ふふっと無邪気に笑うエレノアはそんなオーラに全く気付きもしない。『お嬢様ー!』使用人たちは固まったまま、心の中で泣いていた。絶望の涙である。そしてそれは爆発した。使用人たちが思っていたよりは静かに。


「ふぅ。君の言う『全然問題ない』がどう言う状態のことを言うのかは分からないけど、文字通りには受けとっちゃいけない事は分かった。」

「えっ?」


エレノアは心底リヒトの言葉の意味が全く分からないと言う様子で聞き返す。一言で表すならば正に『キョトン』である。


「えっ?じゃないよ、全く。」

「街で人気のおしゃれなレストランでランチして、大通りの雑貨店を見て回って、広場で話題の露店スイーツを食べて、とても充実したお出かけでした。」


うっとりと今日のお出掛けの事を思い出し、嬉しそうに話すエレノアを見て、項垂れるリヒト。怒りのオーラを鎮めて、もう怒っても仕方がないと諦めたようだ。


「…そうだね。たとえレストランを出た瞬間、すぐ横を通り過ぎた通行人に『魅了』をかけてしまい、捕まりそうになって【砂嵐】を起こして目眩しで間一髪逃げ切ったり。ふと立ち寄った雑貨屋の店主に養子になって欲しいと懇願され、僕を壁にしてなんとか店を出たけれど、店の外に出た瞬間、待ち構えていた従業員に僕ごと大袋を被せられ、連れ去られそうになったところ、【突風】で大袋を吹き飛ばして脱出したり。

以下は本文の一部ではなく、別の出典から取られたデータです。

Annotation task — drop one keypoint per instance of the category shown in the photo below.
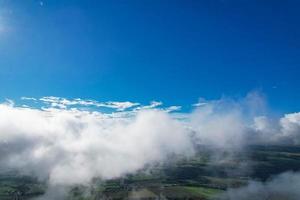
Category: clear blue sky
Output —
(172, 51)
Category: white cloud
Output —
(58, 140)
(56, 143)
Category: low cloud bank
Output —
(71, 146)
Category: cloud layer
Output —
(67, 145)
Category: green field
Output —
(201, 177)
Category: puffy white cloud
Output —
(72, 146)
(68, 145)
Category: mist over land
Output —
(65, 143)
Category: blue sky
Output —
(171, 51)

広場のベンチででスイーツを食べていたら周りで遊んでいた大勢の子どもたちに囲まれて、身動きが取れなくなってベンチの上に立ち上がり、足元に【上昇気流】をかけて大ジャンプして馬車の近くまで飛んで行ったり。まあ本当に色々あったけど、君の言う『大惨事』は起こっていないものね。」


幼い子どもに言い聞かせるように、ゆっくりと優しい声色で今日起こった出来事を挙げていく。怒られるよりも、余計怖い。


「うう…。すみません。」


具体的に指摘されて、ようやくエレノアは現実に引き戻される。


「そして、こちらが先に『魅了』をかけてしまっているから、相手は悪くないし、僕たちに怪我がなせれば、むしろ彼らの方が被害者だ。彼らにも怪我なく済んでホッとしている。」

「はい。返す言葉もございません。」

「とにかく、絶対に1人で出かけない事。異論は認めないよ。」

「はい。お約束します。」

「来週も同じ時間に迎えに来るよ。今度は人通りの少なそうな場所を探しておくから。」

「えっ!?来週も来てくださるのですか?」

「君が行きたくなければ無理強いはしない。」

「い、いえ。もちろん嬉しいに決まっています。ですが、今日で懲りて来週は来てくださらないかと…。」

「あまり放置しておいて、脱走でもされたら大変だからね。」

「…。」


その通り過ぎて何も言えないエレノアである。


「君の考えている事なんて、丸分かりだよ。全部顔に出てるから。」


ここでエレノアは必殺『笑顔で誤魔化す』を放つ。


「…では、僕はこれで。ロレーヌ候爵によろしく。」


リヒトは馬車に乗り込み颯爽と立ち去っていった。そして、お辞儀をして見送るロレーヌ家の使用人たち。下を向いていて顔は見えていないが、皆涙を流している。『王太子殿下優しすぎる!お嬢様にいいお相手が見つかって本当に良かった!』今度は感動の涙である。


リヒトが爆発する事はなかったが、仕事で登城していたロレーヌ候爵は帰宅後にルドルフから詳細を聞き、額に青筋を立ててエレノアを呼び出した。そしてその夜、ロレーヌ邸は日付が変わる時間まで雷雲に包まれたのだった。


兎にも角にも、エレノア14歳とリヒト15歳の可愛らしい『お忍びデート』は毎週開催されることに相成った。